Mathilde’s life took a change for the worst after the loss of the necklace. Namely, because instead of swallowing her pride as mentioned, owning into this fact, and confess to her friend, she decides to take matters into her own hands which didn’t turn out great. She goes out of her way to replace the necklace and, as a result, went into complete financial ruin. She then came to know the life of poverty, and what it’s like to be a low-class woman. Knowing that the debt must be paid off, the servant they had was dismissed, they changed their flat; they took a garret under the roof. Not only did her life take a change for the worse, but so did her husband’s because he also worked to pay the necklace off as well. He went on to invest his inheritance and gave up all his belongings. Mathilde had to take jobs and work harder than she had ever done before. The hard work and sacrifice reflected in her face and daily actions.

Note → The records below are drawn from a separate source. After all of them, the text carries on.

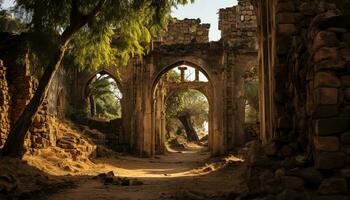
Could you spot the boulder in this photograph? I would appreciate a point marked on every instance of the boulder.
(332, 186)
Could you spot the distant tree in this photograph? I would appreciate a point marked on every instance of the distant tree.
(58, 25)
(9, 24)
(104, 97)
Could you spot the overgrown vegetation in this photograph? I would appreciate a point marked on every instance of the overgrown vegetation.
(185, 102)
(105, 96)
(78, 27)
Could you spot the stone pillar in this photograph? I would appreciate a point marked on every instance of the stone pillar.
(197, 75)
(182, 70)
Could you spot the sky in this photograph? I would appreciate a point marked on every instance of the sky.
(206, 10)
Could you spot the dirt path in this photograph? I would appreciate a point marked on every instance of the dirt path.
(186, 175)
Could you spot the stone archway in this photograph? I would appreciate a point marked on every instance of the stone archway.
(160, 96)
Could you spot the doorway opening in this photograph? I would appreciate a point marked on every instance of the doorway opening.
(182, 111)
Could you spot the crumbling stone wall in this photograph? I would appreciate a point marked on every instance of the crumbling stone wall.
(4, 105)
(21, 87)
(186, 31)
(304, 73)
(238, 23)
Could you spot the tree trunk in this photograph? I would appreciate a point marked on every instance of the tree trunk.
(92, 106)
(15, 141)
(190, 131)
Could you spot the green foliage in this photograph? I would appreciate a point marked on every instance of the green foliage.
(107, 97)
(117, 31)
(251, 90)
(8, 24)
(78, 114)
(187, 102)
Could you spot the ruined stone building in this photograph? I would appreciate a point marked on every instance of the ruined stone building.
(300, 47)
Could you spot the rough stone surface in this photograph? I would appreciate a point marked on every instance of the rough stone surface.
(331, 126)
(329, 160)
(333, 186)
(326, 143)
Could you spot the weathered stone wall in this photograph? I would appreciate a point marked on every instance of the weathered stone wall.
(186, 31)
(21, 87)
(4, 105)
(238, 23)
(304, 73)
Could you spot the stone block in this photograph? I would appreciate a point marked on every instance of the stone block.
(345, 138)
(326, 143)
(326, 53)
(326, 96)
(325, 39)
(331, 126)
(287, 29)
(292, 182)
(330, 65)
(345, 54)
(286, 7)
(326, 79)
(332, 186)
(347, 94)
(345, 80)
(329, 160)
(322, 111)
(286, 18)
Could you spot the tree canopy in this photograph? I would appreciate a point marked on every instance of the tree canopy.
(114, 30)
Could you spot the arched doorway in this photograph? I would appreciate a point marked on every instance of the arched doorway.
(187, 82)
(104, 96)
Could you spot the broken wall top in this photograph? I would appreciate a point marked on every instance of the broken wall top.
(186, 31)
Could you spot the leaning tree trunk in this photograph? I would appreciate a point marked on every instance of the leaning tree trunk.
(190, 131)
(15, 141)
(92, 106)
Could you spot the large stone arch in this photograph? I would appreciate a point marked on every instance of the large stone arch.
(204, 88)
(159, 99)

She looked old now, she had become like all the other strong, hard, coarse women of poor households. Her hair was badly done, her skirts were awry, her hands were red and nasty. Her beauty disappeared, and she became an angry and ugly person. We know that all of this was unnecessary. The jewels she had borrowed ended up being costume jewelry and didn’t really need to be replaced. The shock came here being the reader as we never get to learn Mathilde’s reaction as the ending comes to an abrupt stop when the truth is revealed by her friend.
As expressed, although something so little can give you moments of happiness, it can also give you years of depression. We can clearly see how Mathilde’s pride, attitude, and overview of life greatly change because of a necklace. Her materialism was the reason she got herself in the debt in the first place. If she wasn’t so superficial she wouldn’t have gotten herself in the ordeal of even wanting an expensive-looking necklace, which when she lost would have to be replaced at great cost. Her life would have been so much better if she had just appreciated the life she was given, considering she wasn’t a low-class woman, she was a middle-class beautiful woman with a husband. She didn’t think about that, so because she looked forward to having all the nice things, she learned what it was like to live as a low-class woman which she greatly regretted later in life. How would her life have been if she didn’t lose the necklace? Or just appreciate the life she was given? The moral of the story; just appreciate what you have because it can get taken away in the blink of an eye.